Having tried to put on the head wrap about half a dozen times and looked these photographs over, I have a number of observations that may be worth thinking about:
1. The wool band I used is probably a bit wider than necessary, and is too wide for the resulting style to look like the images on ancient Greek pottery. It's about an inch and a half (roughly 4 cm) wide, and it should probably be no more than an inch wide (2.5 cm) to resemble the period images. That argues for using a tablet woven band or a commercially woven wool tape in an appropriate size.
2. It is critical that the tape be wool and that the fabric be linen or a cotton rough enough not to be slippery. Using different fibers would make it likely that the wrap would slide off one's head, no matter how tightly it was tied. The fact that wool is easily dyeable with period-available substances enhances the ornamental value of such a wrap, and further supports the use of wool for the purpose.
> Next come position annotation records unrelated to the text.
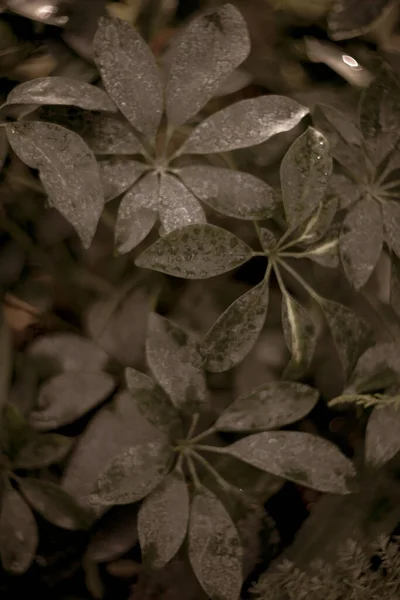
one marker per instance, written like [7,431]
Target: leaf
[245,123]
[163,520]
[233,193]
[236,331]
[132,475]
[61,90]
[269,406]
[68,171]
[215,550]
[175,361]
[300,335]
[383,435]
[42,451]
[129,73]
[361,241]
[18,532]
[66,397]
[210,49]
[196,252]
[300,457]
[53,503]
[305,171]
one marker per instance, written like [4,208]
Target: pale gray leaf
[175,361]
[305,172]
[196,252]
[236,331]
[215,549]
[66,397]
[163,520]
[245,123]
[269,406]
[300,457]
[130,73]
[361,241]
[210,49]
[233,193]
[68,170]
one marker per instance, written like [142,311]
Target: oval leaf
[245,123]
[300,457]
[196,252]
[215,550]
[68,171]
[163,520]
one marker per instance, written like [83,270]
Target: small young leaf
[300,457]
[18,532]
[132,475]
[269,406]
[68,170]
[361,241]
[196,252]
[61,90]
[236,331]
[130,73]
[305,171]
[245,123]
[163,520]
[66,397]
[215,549]
[175,361]
[233,193]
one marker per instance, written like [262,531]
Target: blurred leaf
[300,457]
[233,193]
[215,549]
[269,406]
[68,170]
[163,520]
[236,331]
[129,73]
[195,252]
[245,123]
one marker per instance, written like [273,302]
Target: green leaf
[132,475]
[163,520]
[68,396]
[129,73]
[209,49]
[42,451]
[300,457]
[215,550]
[18,532]
[196,252]
[305,171]
[176,363]
[361,241]
[245,123]
[68,171]
[300,335]
[236,331]
[233,193]
[61,90]
[269,406]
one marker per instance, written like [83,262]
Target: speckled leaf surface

4. It's difficult to wrap the band tightly if you are putting the head wrap on your own hair, because it's difficult to flip the ends of the band around in a way that guarantees that the entire length of the band will continue to lie smoothly while you are flipping them. That leads me to the conclusion that Greek women probably used a cloth bag with a band attached for this style, instead of a flat piece of cloth. That way, it would be easier to keep the bun covered as you wrap the band.
5. Once the wool is knotted, however, the wrap is quite stable even if the band isn't knotted tightly, and it tends to stay put even if the band is not double-knotted. The stability is a tribute to the self-sticking qualities of wool, and shows that this would have been a very practical style for a busy Greek woman.
If I make another such wrap, I will use a thin, narrow, tablet-woven band instead of thick wool. I believe the resulting wrap would look both more authentic and more beautiful that way. Still, this was a quick, interesting, and educational project, and I'm glad I did it.